Still solving string injection: first impressions of Kaminsky’s Interpolique

This past week Dan Kaminsky announced Interpolique, a technology for dealing with string injection problems in web applications. The basic idea is pretty sharp: instead of writing (say) PHP code like

$conn->query('insert into posts values($_POST[author] , $_POST[content] );');

we write

$conn->query(eval(b('insert into posts values(^^_POST[author] , ^^_POST[content] );')));

The b function is provided by interpolique. It essentially translates the input string into some PHP code (which is then reified using eval) that base64 encodes the user-input and wraps that encoding up in a call to the MySQL function for base64 decoding.

The idea is that the resulting query is given to MySQL in a format where the user input is base64 encoded. As Dan points out, there aren’t any known injection techniques that can escape the MySQL base64 decoder, and the decoder won’t try to evaluate the resulting string as a SQL expression, so no injection is possible.

I have mixed feelings about this approach. On the one hand, it’s really just another form of escaping (instead of inserting a bunch of \‘s into the string, we’re base64 encoding it), and escaping is an error-prone thing. After all, there’s nothing preventing a tired developer from accidentally mixing some $ in with their ^^, nor could there be — if the developer writes $ instead of ^^, PHP will interpolate the string before passing it off to the b function, so no run-time check will be able to save the day.

(I’m not elated about the use of eval, but (a) I see no way around it if the plan is to use a syntactic approach, as is currently the case, and (b) the only vector I can see for attacking it requires a programmer to leave out the call to b, which is something they’d likely catch during development unless they also used $ instead of ^^, and that double-accident seems unlikely, barring a stupid refactoring snafu.)

On the other hand, if this technique is applied correctly, it seems likely to be robust (peer review should weigh in on this pretty quickly).
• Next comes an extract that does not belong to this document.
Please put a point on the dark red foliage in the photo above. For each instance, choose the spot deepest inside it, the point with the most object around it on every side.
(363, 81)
When I look at interpolique, I see the next generation of escaping: if you forget to do it you’re screwed, but if you do it correctly you’re safe. interpolique’s contribution is that its style of escaping is much simpler than trying to scan strings for dangerous characters, hence less likely to contain silly errors and edge cases, and that it is cross-language ready, in that base64 encoding isn’t target-language-specific (unlike escaping, which certainly is).

interpolique does not improve upon escaping biggest failure, though: if you’ve got 50,000 lines of PHP, the only way to know that interpolique (or escaping) is being used throughout is to look through the code. This is a PHP shortcoming, of course. We could certainly produce some static analysis tool to check for this design pattern, but then again, if writing tools that understand strings in PHP were easy we wouldn’t have the code injection mess in the first place.

Future direction

interpolique does provide a novel improvement for how to move data across the language barrier. This makes the core idea useful even in situations where programmers aren’t using PHP (or other half-brained-but-common-anyway languages).

In the long term, however, we still need to address the fact that we’re abusing the String type. User-input should be its own distinct type. The fact that this isn’t the case in .Net and Java completely explains why those type-safe languages don’t fare any better than PHP in terms of code injection.

Following the interpolique idea, the only function from UserString to String could be a base64 encoder. Languages could provide syntactic sugar to allow things like

$conn->query('insert into posts values($_POST[author] , $_POST[content] );');

to implicitly denote the interpolique style, thereby preserving type-safety (in this case, separation of user-input from SQL code) without compromising string interpolation style.

(Of course, both of these ideas are already possible in Haskell using algebraic data types and Template Haskell, but this is of little comfort to the vast majority of programmers since (a) most haven’t heard of Haskell and (b) Haskell is still in its web-development-language infancy.)

Moving forward I am interested in seeing whether interpolique passes peer review (probably will), becomes a common practice and reduces the incidence of code injection. Regardless of how these questions fare, the core idea is elegant, doesn’t seem to have a performance penalty, and can likely be carried forward fruitfully in future technologies.